OGH 11Os169/88

OGH11Os169/8818.4.1989

Der Oberste Gerichtshof hat am 18.April 1989 durch den Vizepräsidenten des Obersten Gerichtshofes Dr. Piska als Vorsitzenden sowie durch die Hofräte des Obersten Gerichtshofes Dr. Kießwetter, Dr. Walenta, Dr. Felzmann und Dr. Rzeszut als weitere Richter, in Gegenwart der Rechtspraktikantin Mag. Ofner als Schriftführerin in der Strafsache gegen Werner K*** wegen des Vergehens nach dem § 1 Abs 1 lit a, c und e PornG über die Nichtigkeitsbeschwerden und die Berufungen der Staatsanwaltschaft und des Angeklagten gegen das Urteil des Jugendgerichtshofes Wien als Schöffengericht vom 11.Oktober 1988. GZ 2 c Vr 43/87-31, nach öffentlicher Verhandlung in Anwesenheit des Vertreters des Generalprokurators, Generalanwalt Dr.

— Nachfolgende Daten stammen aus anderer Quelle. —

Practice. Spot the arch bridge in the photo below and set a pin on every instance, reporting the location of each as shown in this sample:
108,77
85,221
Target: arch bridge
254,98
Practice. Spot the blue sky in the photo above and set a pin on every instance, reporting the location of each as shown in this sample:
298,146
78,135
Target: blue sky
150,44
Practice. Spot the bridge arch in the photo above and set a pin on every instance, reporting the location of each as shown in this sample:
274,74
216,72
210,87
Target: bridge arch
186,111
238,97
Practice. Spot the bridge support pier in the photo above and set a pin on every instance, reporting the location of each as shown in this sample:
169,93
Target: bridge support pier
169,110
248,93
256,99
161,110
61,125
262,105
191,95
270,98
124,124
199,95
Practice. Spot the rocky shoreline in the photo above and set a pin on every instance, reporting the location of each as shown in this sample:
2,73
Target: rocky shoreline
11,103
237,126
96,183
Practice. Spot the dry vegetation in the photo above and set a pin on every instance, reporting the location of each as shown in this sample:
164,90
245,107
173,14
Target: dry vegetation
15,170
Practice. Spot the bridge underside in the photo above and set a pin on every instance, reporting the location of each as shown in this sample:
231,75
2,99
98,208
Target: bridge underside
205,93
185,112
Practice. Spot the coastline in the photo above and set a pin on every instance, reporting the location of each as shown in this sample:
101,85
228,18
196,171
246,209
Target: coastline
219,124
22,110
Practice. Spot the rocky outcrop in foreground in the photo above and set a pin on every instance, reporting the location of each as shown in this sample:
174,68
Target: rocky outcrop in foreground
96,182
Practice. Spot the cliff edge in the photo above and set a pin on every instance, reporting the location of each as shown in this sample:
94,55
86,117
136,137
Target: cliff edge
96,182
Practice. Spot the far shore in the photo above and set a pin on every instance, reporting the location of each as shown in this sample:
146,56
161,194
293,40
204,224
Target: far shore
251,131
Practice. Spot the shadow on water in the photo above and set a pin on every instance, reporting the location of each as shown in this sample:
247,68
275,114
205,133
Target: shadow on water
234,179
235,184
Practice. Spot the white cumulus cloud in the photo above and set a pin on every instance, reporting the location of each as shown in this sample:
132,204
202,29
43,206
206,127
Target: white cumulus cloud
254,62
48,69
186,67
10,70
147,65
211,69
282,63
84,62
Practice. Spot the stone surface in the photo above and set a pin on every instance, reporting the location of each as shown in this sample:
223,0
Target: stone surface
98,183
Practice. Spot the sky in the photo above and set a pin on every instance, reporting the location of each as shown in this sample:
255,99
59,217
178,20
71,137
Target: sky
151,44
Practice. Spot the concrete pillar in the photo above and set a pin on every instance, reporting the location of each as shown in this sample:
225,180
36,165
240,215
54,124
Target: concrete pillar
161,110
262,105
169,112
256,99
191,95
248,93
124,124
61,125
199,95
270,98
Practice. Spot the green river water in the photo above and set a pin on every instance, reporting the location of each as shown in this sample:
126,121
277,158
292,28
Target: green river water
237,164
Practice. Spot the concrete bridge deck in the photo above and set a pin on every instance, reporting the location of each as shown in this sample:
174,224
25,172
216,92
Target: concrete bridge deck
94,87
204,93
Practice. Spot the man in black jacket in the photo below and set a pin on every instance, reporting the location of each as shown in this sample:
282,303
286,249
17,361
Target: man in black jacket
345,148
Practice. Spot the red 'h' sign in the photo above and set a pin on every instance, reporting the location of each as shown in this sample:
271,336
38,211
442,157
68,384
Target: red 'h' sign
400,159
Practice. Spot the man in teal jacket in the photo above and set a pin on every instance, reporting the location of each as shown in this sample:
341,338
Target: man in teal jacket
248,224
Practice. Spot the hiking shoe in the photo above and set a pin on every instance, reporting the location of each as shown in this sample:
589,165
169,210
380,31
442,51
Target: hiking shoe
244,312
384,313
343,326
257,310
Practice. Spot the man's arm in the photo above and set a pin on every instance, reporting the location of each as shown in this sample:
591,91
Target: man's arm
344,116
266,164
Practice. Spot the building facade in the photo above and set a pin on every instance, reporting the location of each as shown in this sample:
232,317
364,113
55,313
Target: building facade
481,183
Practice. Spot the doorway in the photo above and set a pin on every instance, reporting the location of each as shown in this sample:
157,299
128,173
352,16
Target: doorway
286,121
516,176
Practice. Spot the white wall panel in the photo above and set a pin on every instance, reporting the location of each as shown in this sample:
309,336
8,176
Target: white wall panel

Kodek, des Angeklagten Werner K*** und des Verteidigers Mag. Dr. Jerabek zu Recht erkannt:

 

Spruch:

Die Nichtigkeitsbeschwerde des Angeklagten wird verworfen. Der Nichtigkeitsbeschwerde der Staatsanwaltschaft wird Folge gegeben, das angefochtene Urteil, das im übrigen (insbes. Schuldspruch nach dem § 1 Abs 1 lit a und c PornG sowie Verfallsausspruch gemäß dem § 3 Abs 1 PornG) unberührt bleibt, in seinem Werner K*** freisprechenden Teil, soweit er nicht die Videokassetten I 24, 25, und 27 sowie III, VFL Nr. 1017 des Urteilssatzes betrifft, sowie im Strafausspruch und in der Abweisung des Verfalls- und Einziehungsantrages (mit der die vorangeführten Videokassetten betreffenden Einschränkung) aufgehoben und es wird die Sache zu neuer Verhandlung und Entscheidung im Umfang der Aufhebung an die erste Instanz zurückverwiesen.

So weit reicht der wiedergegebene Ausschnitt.